Compliance Checklist

Meeting Documentation

Appendix

Glossary of Terms

Compa-Ratio (CR)
The ratio of an individual's salary to the market target (e.g., P50). A CR of 100% means pay equals the target; below 100% is below target.
Market Composite (MC)
The average of the arithmetic mean, trimmed mean (excluding top and bottom 10%), and median. Provides a robust central tendency estimate less affected by outliers than any single measure alone.
Position in Range (PIR)
Where an individual's salary falls within the defined pay range, expressed as a percentage. 0% = at range minimum, 100% = at range maximum.
Percentile (P10, P25, P50, P75, P90)
The value below which a given percentage of compensation data falls. P50 (median) means half of organizations pay more and half pay less.
Trimmed Mean
The arithmetic mean of compensation values after excluding the bottom 10% and top 10% of the distribution. Reduces the influence of extreme values.
Bring-to-Minimum
The additional compensation needed to bring a position's salary up to the minimum of the defined pay range.

Data Sources

IRS Form 990 (Primary): Compensation data is sourced from Schedule J Part II (detailed 6-column breakdown) and Part VII Section A (summary 3-column compensation) of IRS Form 990 filings. Data covers tax-exempt organizations with gross receipts over $200,000 or total assets over $500,000.

Bureau of Labor Statistics (Supplementary): When Form 990 data is insufficient, BLS Occupational Employment and Wage Statistics (OEWS) survey data provides general labor market context. BLS data covers all sectors and is not nonprofit-specific.

IRC Section 4958 — Excess Benefit Transactions

Section 4958 of the Internal Revenue Code imposes excise taxes on "excess benefit transactions" between a tax-exempt organization and a "disqualified person" (typically officers, directors, and key employees who exercise substantial influence over the organization).

An excess benefit occurs when the economic benefit provided to a disqualified person exceeds the value of the consideration received by the organization. Compensation that exceeds "reasonable compensation" for services rendered may constitute an excess benefit.

Penalties for excess benefit transactions include a 25% excise tax on the disqualified person (first tier), a 200% tax if not corrected (second tier), and potential 10% taxes on organization managers who knowingly approved the transaction.

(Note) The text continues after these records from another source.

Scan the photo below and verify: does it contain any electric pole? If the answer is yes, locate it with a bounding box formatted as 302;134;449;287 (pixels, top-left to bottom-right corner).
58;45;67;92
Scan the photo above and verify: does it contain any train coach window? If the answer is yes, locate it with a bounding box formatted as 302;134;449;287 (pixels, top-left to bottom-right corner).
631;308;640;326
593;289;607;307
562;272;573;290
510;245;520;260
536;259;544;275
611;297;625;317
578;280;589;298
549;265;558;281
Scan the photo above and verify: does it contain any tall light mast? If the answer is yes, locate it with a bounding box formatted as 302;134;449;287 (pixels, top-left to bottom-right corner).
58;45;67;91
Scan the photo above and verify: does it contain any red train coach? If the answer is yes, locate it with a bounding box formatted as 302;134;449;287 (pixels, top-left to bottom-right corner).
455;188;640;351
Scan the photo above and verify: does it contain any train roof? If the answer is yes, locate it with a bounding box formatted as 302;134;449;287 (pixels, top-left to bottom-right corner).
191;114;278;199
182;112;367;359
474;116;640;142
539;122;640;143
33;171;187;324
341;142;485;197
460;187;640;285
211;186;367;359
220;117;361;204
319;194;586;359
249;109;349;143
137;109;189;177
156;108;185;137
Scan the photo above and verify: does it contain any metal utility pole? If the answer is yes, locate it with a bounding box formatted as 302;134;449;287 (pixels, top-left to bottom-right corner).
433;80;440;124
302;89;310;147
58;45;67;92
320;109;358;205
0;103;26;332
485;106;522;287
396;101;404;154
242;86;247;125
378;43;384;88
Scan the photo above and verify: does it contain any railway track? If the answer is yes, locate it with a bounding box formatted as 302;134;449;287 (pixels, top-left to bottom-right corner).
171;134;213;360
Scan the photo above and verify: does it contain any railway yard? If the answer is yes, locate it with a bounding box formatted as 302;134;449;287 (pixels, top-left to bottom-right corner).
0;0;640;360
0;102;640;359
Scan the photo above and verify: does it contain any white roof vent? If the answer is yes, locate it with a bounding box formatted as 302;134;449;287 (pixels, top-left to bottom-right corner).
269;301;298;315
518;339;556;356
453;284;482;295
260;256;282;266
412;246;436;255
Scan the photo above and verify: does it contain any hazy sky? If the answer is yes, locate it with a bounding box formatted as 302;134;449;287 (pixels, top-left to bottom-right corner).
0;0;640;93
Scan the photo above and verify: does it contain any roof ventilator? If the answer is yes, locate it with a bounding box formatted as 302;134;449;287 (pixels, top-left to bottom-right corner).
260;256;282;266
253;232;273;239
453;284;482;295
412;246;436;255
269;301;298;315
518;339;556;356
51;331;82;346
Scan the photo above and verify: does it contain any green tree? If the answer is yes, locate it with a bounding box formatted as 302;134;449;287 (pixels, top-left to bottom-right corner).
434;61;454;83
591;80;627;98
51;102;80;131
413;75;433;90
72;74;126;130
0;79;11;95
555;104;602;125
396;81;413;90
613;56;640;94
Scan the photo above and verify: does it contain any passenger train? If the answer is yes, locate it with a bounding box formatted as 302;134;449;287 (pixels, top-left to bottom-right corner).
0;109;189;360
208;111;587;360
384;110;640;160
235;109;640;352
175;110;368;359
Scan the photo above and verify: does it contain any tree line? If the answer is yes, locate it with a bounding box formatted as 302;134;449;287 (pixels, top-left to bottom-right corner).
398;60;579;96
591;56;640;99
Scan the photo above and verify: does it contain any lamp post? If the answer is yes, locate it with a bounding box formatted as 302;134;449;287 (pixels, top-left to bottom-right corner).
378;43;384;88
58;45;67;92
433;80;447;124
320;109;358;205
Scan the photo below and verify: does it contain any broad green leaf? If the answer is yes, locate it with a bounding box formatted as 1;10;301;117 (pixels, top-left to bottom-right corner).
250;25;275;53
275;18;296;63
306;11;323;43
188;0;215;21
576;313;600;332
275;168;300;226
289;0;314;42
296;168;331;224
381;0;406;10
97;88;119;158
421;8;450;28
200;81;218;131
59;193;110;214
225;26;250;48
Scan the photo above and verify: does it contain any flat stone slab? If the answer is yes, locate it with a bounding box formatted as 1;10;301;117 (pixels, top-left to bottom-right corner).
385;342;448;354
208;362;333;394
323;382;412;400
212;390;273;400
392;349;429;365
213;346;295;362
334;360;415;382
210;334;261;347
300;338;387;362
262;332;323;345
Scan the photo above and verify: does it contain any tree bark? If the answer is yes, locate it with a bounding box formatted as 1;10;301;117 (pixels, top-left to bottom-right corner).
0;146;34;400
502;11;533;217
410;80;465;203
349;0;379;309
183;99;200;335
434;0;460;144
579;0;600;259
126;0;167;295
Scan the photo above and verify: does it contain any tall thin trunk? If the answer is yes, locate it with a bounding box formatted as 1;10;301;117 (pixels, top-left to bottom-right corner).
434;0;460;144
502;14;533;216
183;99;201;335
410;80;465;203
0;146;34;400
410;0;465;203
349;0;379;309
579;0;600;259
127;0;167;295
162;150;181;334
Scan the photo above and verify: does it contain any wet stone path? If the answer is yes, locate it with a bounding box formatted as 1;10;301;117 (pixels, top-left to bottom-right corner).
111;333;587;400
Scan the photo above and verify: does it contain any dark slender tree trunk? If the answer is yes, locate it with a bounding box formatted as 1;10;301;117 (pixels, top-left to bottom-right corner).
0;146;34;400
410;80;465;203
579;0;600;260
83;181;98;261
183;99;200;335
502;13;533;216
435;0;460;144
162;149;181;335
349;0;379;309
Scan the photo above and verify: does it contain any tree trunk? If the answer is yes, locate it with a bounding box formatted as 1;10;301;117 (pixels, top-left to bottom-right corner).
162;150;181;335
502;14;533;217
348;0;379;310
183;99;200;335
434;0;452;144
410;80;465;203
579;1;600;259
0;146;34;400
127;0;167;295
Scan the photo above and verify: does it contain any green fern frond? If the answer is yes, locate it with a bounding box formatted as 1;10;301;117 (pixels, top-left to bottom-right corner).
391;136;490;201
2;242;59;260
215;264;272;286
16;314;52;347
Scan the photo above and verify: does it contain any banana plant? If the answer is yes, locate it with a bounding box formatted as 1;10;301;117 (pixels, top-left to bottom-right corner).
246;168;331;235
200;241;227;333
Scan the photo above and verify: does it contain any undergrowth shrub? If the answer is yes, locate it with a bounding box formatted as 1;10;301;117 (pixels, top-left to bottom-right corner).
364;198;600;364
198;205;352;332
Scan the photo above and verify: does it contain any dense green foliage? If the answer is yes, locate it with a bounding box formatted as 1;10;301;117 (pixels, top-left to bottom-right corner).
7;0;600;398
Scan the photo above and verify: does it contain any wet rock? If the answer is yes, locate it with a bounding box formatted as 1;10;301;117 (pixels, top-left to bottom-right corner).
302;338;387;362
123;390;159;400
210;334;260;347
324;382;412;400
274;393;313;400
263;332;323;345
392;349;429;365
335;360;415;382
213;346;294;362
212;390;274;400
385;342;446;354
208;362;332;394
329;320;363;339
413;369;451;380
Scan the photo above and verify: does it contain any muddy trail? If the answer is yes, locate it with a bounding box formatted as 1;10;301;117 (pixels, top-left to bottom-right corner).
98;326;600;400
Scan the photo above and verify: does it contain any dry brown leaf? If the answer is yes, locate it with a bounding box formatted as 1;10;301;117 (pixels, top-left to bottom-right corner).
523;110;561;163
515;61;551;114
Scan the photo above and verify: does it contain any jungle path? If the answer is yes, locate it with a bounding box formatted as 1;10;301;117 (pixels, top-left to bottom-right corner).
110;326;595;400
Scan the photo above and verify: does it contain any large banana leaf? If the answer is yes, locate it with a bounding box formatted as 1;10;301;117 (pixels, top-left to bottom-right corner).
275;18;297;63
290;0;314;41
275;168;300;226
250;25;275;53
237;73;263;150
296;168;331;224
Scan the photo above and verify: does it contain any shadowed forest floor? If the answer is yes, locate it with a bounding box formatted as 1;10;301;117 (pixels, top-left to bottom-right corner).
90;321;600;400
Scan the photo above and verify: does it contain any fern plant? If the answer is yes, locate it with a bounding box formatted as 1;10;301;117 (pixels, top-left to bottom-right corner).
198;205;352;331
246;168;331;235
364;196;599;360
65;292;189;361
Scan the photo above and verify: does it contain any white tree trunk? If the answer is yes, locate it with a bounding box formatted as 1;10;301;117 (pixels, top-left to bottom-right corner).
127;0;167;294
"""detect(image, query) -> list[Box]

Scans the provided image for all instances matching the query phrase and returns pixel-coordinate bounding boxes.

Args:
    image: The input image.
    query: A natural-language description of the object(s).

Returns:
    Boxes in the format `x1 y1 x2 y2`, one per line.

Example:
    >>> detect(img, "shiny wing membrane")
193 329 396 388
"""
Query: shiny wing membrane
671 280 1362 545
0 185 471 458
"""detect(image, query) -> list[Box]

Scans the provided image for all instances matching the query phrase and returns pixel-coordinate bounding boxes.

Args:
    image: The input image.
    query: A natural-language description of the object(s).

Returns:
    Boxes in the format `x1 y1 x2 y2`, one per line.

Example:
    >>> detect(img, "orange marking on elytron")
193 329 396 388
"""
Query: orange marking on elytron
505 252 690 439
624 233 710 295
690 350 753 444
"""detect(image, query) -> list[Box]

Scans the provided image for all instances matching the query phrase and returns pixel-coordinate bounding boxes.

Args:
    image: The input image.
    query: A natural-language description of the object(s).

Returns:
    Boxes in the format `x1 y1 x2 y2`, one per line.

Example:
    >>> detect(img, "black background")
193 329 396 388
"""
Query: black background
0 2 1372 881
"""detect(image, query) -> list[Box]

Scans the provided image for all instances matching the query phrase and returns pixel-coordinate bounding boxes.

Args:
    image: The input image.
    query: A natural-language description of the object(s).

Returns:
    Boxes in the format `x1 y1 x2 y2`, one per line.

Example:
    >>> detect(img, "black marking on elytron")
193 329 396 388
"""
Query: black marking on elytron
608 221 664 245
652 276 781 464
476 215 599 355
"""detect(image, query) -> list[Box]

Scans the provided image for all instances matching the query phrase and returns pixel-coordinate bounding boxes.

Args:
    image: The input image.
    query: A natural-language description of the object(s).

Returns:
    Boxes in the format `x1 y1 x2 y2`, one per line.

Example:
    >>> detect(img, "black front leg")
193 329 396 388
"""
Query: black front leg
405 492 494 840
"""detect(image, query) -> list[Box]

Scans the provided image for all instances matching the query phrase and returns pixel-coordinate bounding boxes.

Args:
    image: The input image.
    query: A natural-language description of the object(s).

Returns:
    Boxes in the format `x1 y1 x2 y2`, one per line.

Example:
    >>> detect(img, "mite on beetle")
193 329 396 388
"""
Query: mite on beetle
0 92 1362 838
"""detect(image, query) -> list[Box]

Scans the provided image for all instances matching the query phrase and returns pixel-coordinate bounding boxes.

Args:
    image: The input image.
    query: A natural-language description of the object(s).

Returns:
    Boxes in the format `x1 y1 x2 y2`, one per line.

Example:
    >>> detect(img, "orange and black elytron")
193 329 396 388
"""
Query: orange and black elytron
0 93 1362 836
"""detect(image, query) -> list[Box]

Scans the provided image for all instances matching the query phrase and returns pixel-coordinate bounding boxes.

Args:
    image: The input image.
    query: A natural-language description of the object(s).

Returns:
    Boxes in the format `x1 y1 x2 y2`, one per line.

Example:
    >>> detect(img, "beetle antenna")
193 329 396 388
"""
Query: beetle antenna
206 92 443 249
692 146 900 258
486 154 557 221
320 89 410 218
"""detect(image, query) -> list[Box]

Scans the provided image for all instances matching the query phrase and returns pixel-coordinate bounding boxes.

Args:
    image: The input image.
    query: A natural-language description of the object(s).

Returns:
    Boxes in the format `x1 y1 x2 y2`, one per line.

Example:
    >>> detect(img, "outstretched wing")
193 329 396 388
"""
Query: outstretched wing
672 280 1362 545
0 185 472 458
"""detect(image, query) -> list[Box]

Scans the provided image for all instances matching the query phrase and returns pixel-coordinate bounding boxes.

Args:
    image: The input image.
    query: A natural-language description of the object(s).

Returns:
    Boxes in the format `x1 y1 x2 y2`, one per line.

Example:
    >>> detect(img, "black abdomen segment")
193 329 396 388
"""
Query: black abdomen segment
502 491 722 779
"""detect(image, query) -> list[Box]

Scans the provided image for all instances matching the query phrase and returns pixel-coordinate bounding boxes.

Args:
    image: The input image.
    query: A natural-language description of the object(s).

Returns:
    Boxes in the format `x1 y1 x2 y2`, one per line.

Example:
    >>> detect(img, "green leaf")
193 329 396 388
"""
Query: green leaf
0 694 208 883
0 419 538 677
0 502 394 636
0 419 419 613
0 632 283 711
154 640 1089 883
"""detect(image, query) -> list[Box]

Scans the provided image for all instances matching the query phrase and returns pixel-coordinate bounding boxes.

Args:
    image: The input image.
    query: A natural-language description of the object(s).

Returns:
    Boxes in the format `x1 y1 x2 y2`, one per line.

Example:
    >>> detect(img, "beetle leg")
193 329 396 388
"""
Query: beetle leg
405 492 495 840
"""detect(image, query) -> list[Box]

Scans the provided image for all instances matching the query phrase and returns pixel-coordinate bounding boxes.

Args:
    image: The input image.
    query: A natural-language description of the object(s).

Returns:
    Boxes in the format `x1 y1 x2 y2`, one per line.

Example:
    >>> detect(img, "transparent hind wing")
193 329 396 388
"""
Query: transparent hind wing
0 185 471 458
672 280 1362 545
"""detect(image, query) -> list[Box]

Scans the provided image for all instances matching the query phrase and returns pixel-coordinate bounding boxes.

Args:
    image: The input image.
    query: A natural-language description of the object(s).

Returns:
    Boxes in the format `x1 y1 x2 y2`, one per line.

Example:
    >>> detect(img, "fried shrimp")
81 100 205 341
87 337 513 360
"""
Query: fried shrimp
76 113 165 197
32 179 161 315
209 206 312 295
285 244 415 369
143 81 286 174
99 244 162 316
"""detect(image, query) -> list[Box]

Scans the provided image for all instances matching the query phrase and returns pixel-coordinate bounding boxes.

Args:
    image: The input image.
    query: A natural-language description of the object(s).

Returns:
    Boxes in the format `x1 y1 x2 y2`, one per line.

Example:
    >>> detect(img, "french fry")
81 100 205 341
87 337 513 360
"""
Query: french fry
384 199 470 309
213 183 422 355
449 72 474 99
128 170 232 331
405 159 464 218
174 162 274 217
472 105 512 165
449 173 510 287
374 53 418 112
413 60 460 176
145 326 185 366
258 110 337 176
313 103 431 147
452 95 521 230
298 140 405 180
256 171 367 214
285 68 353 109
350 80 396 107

Rebuttable Presumption of Reasonableness — Three-Prong Test

Under IRC Section 4958 and Treasury Regulations Section 53.4958-6, compensation arrangements between a tax-exempt organization and a disqualified person benefit from a rebuttable presumption of reasonableness when three conditions are satisfied:

1. Independent Body Approval

The compensation arrangement was approved by an authorized body (or a committee thereof) composed entirely of individuals who have no conflict of interest with respect to the transaction.

2. Comparability Data

Prior to making its decision, the authorized body obtained and relied upon appropriate comparability data. This report provides such data from IRS Form 990 filings and, where applicable, Bureau of Labor Statistics surveys.

3. Concurrent Documentation

The authorized body adequately and timely documented the basis for its determination concurrently with making that determination, including the terms of the transaction, the date of approval, the members of the authorized body present, the comparability data obtained, and any actions taken with respect to board members who had a conflict of interest.

When all three conditions are met, the rebuttable presumption shifts the burden of proof to the IRS to demonstrate that the compensation was unreasonable. This safe harbor provides significant protection to both the organization and its leadership.